YESTERDAY WAS a banner day for mid-March in Minnesota

YESTERDAY WAS a banner day for mid-March in Minnesota. So after the day’s chores I decided to take the motorcycle out for the first spin of the year. I stopped on a bluff across the river and was immediately struck by the view. Through the bare deciduous branches of shrubs and oaks, I was able to look straight down the Mississippi and imagined I must be seeing much the same view as Zebulon Pike would have seen in 1805, or Henry Rowe Schoolcraft in 1832. The great river bending around our forested Pine Point and sparkling in the afternoon sun, just a few cirrus clouds painted on the sky.

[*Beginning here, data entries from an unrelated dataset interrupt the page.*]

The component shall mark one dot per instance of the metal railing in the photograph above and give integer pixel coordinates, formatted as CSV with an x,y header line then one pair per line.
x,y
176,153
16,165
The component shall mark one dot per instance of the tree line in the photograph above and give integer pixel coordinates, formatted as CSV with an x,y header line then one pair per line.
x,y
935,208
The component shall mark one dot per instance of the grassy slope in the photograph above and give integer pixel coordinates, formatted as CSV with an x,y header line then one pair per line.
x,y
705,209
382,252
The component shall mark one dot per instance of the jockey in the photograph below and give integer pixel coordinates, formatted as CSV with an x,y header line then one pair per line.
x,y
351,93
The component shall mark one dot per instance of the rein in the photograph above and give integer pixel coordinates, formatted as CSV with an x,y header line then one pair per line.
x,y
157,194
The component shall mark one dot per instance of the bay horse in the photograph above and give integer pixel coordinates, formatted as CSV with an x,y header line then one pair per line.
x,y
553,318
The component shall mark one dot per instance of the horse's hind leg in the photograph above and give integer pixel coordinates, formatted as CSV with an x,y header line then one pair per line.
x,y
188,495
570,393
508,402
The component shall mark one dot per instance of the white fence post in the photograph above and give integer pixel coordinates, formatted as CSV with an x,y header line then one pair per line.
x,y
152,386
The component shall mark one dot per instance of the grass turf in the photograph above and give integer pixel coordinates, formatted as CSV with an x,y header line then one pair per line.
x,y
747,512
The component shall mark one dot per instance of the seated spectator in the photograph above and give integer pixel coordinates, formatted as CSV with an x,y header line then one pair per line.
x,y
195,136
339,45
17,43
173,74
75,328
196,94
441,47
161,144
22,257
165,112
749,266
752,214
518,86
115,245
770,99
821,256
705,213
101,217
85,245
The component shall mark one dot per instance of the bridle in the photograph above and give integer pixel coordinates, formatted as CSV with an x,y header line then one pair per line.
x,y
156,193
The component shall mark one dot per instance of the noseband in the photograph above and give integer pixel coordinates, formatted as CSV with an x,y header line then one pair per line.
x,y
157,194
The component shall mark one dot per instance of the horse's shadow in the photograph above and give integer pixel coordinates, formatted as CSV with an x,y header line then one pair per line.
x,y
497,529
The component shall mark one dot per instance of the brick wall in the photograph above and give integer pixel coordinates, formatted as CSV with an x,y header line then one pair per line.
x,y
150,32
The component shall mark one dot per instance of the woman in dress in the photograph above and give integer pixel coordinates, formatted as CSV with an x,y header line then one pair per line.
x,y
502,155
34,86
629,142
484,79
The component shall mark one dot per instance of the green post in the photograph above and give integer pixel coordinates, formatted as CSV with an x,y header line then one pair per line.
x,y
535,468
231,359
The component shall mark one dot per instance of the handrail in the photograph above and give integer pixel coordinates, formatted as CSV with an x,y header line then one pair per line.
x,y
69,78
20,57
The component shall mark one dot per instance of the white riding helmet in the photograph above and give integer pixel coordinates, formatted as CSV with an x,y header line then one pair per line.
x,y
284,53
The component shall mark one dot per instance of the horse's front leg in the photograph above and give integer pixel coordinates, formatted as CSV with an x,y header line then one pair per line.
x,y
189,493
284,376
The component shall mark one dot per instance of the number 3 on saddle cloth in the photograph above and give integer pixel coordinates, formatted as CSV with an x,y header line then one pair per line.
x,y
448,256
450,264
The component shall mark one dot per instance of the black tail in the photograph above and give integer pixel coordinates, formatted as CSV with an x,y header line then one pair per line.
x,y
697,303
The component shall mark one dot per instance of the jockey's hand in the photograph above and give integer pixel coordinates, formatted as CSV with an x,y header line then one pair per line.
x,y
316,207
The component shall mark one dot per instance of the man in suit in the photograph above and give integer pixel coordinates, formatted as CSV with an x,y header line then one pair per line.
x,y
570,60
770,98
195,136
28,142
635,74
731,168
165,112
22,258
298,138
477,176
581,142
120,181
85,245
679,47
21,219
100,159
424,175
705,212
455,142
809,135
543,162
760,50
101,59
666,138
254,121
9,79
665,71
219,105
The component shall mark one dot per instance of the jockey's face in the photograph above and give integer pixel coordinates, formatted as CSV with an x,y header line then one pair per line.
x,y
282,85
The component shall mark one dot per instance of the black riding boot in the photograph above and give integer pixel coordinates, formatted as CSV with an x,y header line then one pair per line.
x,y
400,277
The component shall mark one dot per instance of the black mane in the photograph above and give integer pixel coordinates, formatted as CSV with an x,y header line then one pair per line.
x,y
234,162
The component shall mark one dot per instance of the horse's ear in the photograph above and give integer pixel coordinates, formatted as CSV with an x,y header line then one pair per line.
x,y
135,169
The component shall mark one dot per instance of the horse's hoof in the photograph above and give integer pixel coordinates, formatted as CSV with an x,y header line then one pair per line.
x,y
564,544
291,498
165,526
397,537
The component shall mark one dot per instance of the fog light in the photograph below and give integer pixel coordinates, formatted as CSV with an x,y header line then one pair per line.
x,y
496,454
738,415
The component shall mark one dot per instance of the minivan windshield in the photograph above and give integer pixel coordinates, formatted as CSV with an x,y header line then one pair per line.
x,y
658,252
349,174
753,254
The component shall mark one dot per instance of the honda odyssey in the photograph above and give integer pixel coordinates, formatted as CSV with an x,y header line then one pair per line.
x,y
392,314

Thoughts of motorcycling were quickly replaced with thoughts of a canoe, still tucked under a tarp for the winter. So back home I rode, to the old log cabin under the pines—built exactly a century after Schoolcraft’s expedition to find the source of the Mississippi. Soft strains of piano music drifted through the trees as Kathy’s students played their pieces. And I nosed the canoe into the water, watched “our” eagle soar in for a landing in the nesting tree, and absorbed the scene. Pine Point. Our ‘Church O’ The Pines.’ As the sun went down, Sparky the Cardinal trilled his scarlet songs, the eagles chirped, blue jays screamed. Piano music wafted. And I thought about Pike and Schoolcraft and the canoes of long-ago explorations. And I smiled.